Editorial du « Monde ». Depuis le début de son pontificat, en mars 2013, le pape François a une parole qui bouscule son Eglise quitte à déranger ses fidèles. Il l’a encore montré, à la fin de l’année 2017, en admonestant sévèrement la curie romaine. Mais il ne dévie pas de sa route, en premier lieu dans son combat pour l’accueil des migrants. Dimanche 14 janvier, à l’occasion de la 104Journée mondiale des migrants et des réfugiés, Jorge Bergoglio, issu lui-même d’une famille d’émigrés italiens venus en Argentine, a employé des mots forts.

« Tout immigré qui frappe à notre porte, a-t-il souligné, est une occasion de rencontre avec Jésus-Christ, qui s’identifie à l’étranger de toute époque, accueilli ou rejeté. »

Le pontife romain, qui entame lundi 15 janvier un voyage au Pérou et au Chili, a fait écho aux réticences, voire au refus, de l’accueil qui s’expriment dans l’Eglise catholique :

« Les communautés locales ont parfois peur que les nouveaux arrivés perturbent l’ordre établi, volent quelque chose de ce que l’on a construit péniblement. Les nouveaux arrivés aussi ont des peurs, ils craignent la confrontation, le jugement, la discrimination, l’échec. Ces peurs sont légitimes, elles se fondent sur des doutes parfaitement compréhensibles d’un point de vue humain. »

Certaine frilosité exprimée

En avril 2016, François était rentré d’une visite sur l’île grecque de Lesbos en embarquant dans son avion trois familles de réfugiés syriens musulmans. Ce geste symbolique avait été diversement apprécié au sein de la communauté catholique. Le 14 janvier, il a réitéré avec force son appel à l’hospitalité : « Ce n’est pas un péché d’avoir des doutes et des craintes, a-t-il affirmé. Le péché, c’est de laisser ces peurs déterminer nos réponses, conditionner nos choix, compromettre le respect et la générosité, alimenter la haine et le refus. Le péché, c’est de renoncer à la rencontre avec l’autre. » Un langage qui sonne comme une mise en garde aux gouvernements européens et un rappel à l’ordre de la communauté catholique.
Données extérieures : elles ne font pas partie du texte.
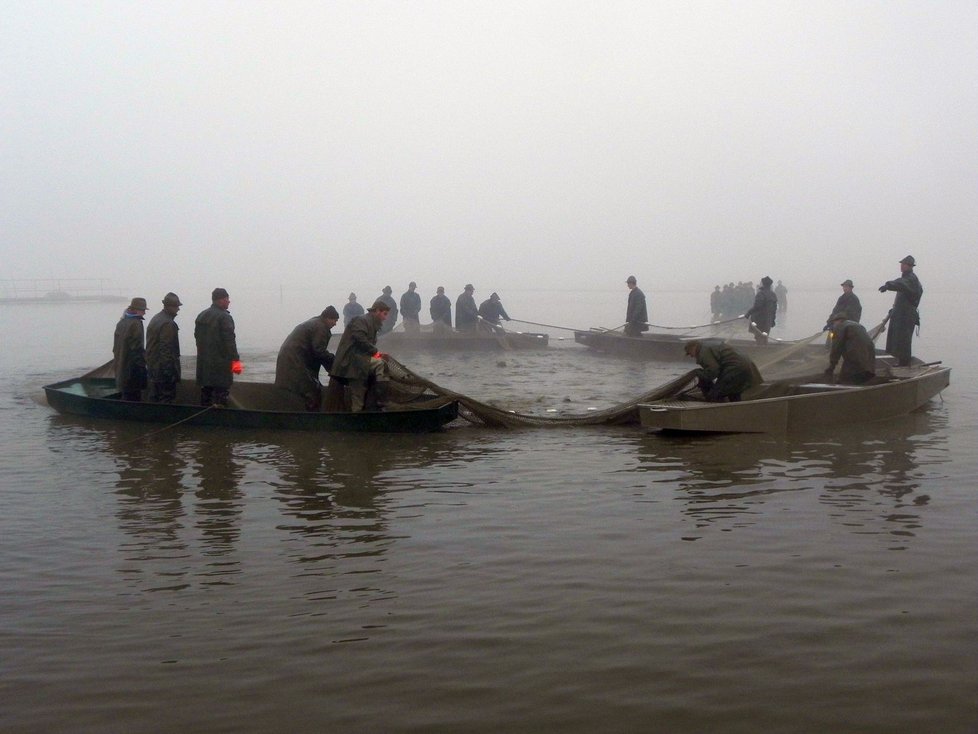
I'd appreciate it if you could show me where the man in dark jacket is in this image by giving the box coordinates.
[401,280,421,334]
[194,288,243,408]
[428,286,452,335]
[744,275,778,344]
[625,275,649,336]
[455,283,479,331]
[880,255,924,367]
[825,311,876,385]
[112,298,146,403]
[329,299,391,413]
[826,278,863,328]
[479,293,509,326]
[685,340,761,403]
[146,293,183,403]
[275,306,340,413]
Depuis l’appel du pape en septembre 2015, plus de 3 000 réfugiés ont été accueillis dans les diocèses de France. De nombreux signes montrent cependant que, à la base, les catholiques manifestent une certaine frilosité. Un sondage de l’IFOP indiquait, en novembre 2016, que, si 44 % des Français se déclaraient favorables à l’accueil des migrants, les catholiques pratiquants n’étaient que 46 % à partager cet avis. C’est la crainte de voir s’incruster un islam jugé conquérant ou communautariste qui est agitée. Pour Mgr Georges Pontier, président de la Conférence des évêques de France, « suivant les quartiers, des personnes ont pu se sentir en insécurité culturelle ». L’archevêque de Marseille plaide pour qu’« une plus grande place soit donnée à la raison, non pas simplement aux slogans et aux peurs ».
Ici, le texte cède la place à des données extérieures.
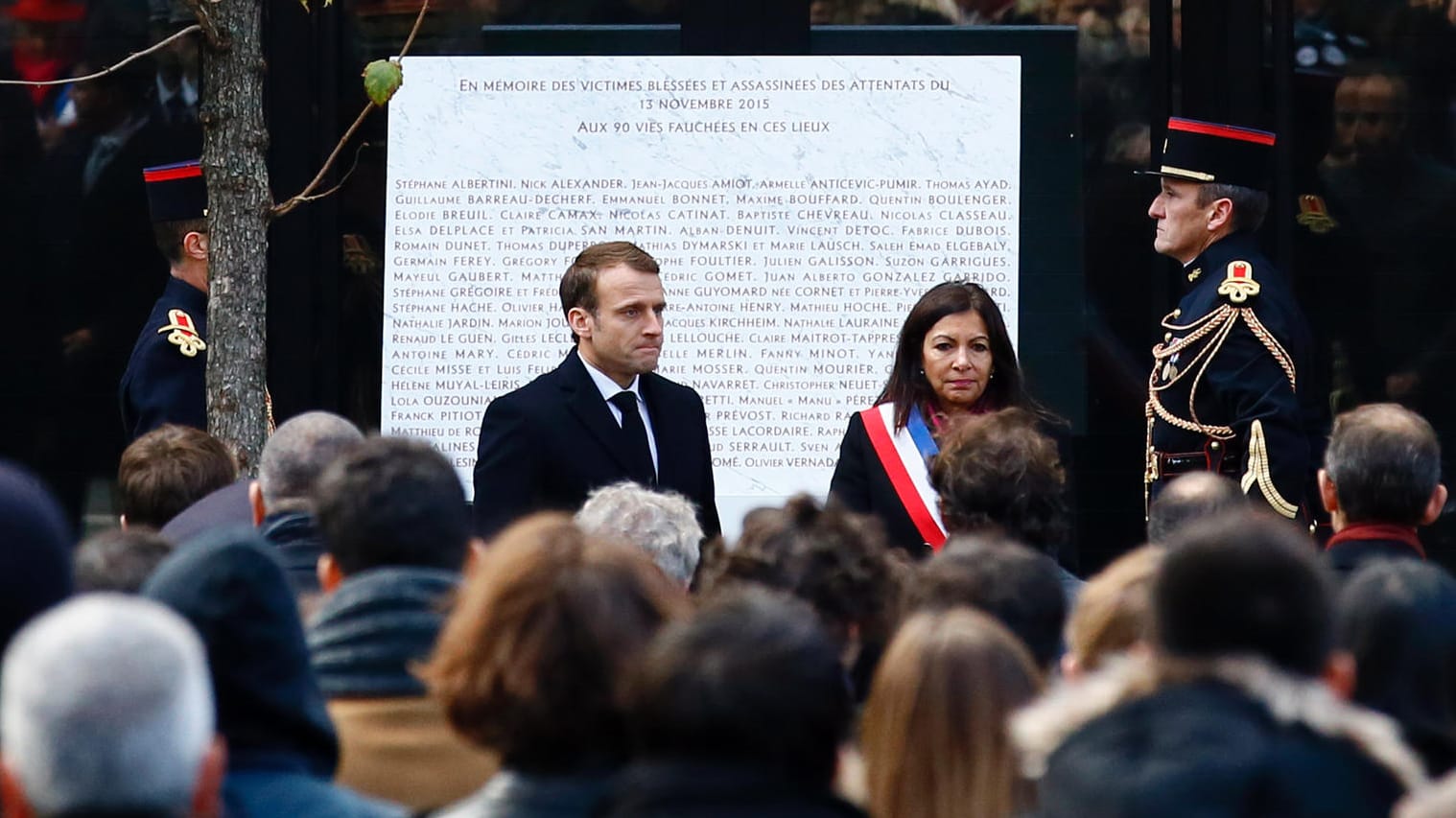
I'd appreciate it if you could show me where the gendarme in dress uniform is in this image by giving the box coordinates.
[1144,118,1310,520]
[121,160,207,439]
Le souverain pontife se veut aussi pragmatique – en Birmanie, en novembre 2017, il avait défendu la cause des Rohingya sans prononcer leur nom – et reconnaît qu’« un gouvernement doit gérer le problème avec la vertu propre au gouvernant, c’est-à-dire la prudence ». Il invite les migrants à « connaître et respecter les lois, la culture et les traditions des pays qui les accueillent ». Au moment où le projet de loi « asile et immigration » fait l’objet de nombreuses critiques, jusqu’au sein de la majorité, Gérard Collomb devrait s’inspirer de l’humanisme du pape. Dans le strict respect de la laïcité.